Ancak onların yolundan gitmesi beklenen ve “Müslüman” adını alan fertlerde ne yazık ki bu hal pek görülmüyor. “Ben tok olayım, başkası açlıktan ölse bana ne!” şeklindeki Avrupa’nın bozuk medeniyetinin yaşantı şekli bulaşıcı bir hastalık gibi bütün İslam topraklarına sirayet etmiş. Trafikte birbirinin hakkına tecavüz eden, deprem felaketinin ardından ulaştırılan yardımları ihtiyaç sahiplerini gözetmeden yağmalayan insanlar, “komşusu açken, kendisi tok yatan” tarifine giriyorlar ve Peygamberimizin (s.a.v.) reddettiği ümmet grubunda olmak ihtimali her geçen gün artıyor. Bu, öyle bir hastalık ki, isar hasletinin yaşandığı topraklarda, hac gibi ruhun, güzelliklerinin zirvesinde olması beklenen bir halde bile yaşanabilir. Beytullah yakınlarında Mesfele denen bölgede, yürüyerek 10-15 dakika sürecek mesafeye kendilerini götürecek otobüse önce binebilmek için yumruklaşan hacılar isar hasletinin çok uzağındaydılar. Hacer’ül Esved’e dokunabilmek için düşmanca birbirlerini itenler de öyle.
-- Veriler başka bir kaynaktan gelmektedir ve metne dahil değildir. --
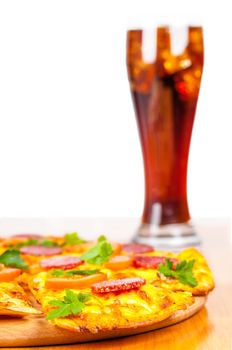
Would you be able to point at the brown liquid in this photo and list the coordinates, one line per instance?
(165, 96)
Muhtaç mümine, imani bir hakikati bile arkadaşına anlattırmak isteyeni onu ön plana çıkaran ruh hali, “ben sevap kazanayım” arzusu ile mümin kardeşlerine pek çok eziyeti reva gören ruh halinin çok uzağında. Bu hal ölüme rağmen kardeşini tercih eden sahabenin yakın olmalı.
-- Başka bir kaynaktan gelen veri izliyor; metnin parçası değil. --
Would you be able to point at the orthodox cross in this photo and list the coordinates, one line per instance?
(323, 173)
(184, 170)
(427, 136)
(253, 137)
Yine hacda Arafat’da iken yaşadığım bir olay beni duygulandırmıştı. Arafat, haccın en üst düzeyde yaşandığı, duyguların doruğa ulaştığı yer. Herkes Cebel-i Rahme’de dua edip günahlarını affettirme telaşında. Büyük bir izdiham, itişip kakışmalar… Herkes sevap kazanma, kendilerini affettirme arzusunda, ancak mahşerin “nefsi” sadaları sanki lisan-ı hallere yayılmış bir vaziyet. Böyle bir halde üç İngiliz muhtedi genç omuz omuza verip bir bölgeyi çevirmişler. “Buraya yaklaşmayın! Çukur var!” diye kendi lisanlarında haykırıyorlar. Etraflarını ise Cebel-i Rahme’ye ulaşıp büyük sevap kazanmak arzusuyla diğer müminleri ezip geçmek isteyen bir kalabalık sarmış. Acaba bu muhtediler asırların kışıratı ve yanlış algılamalarından uzak şekilde İslam’ı tanıdıkları için sahabe ruhuna ve isar hasletine daha mı yakındılar?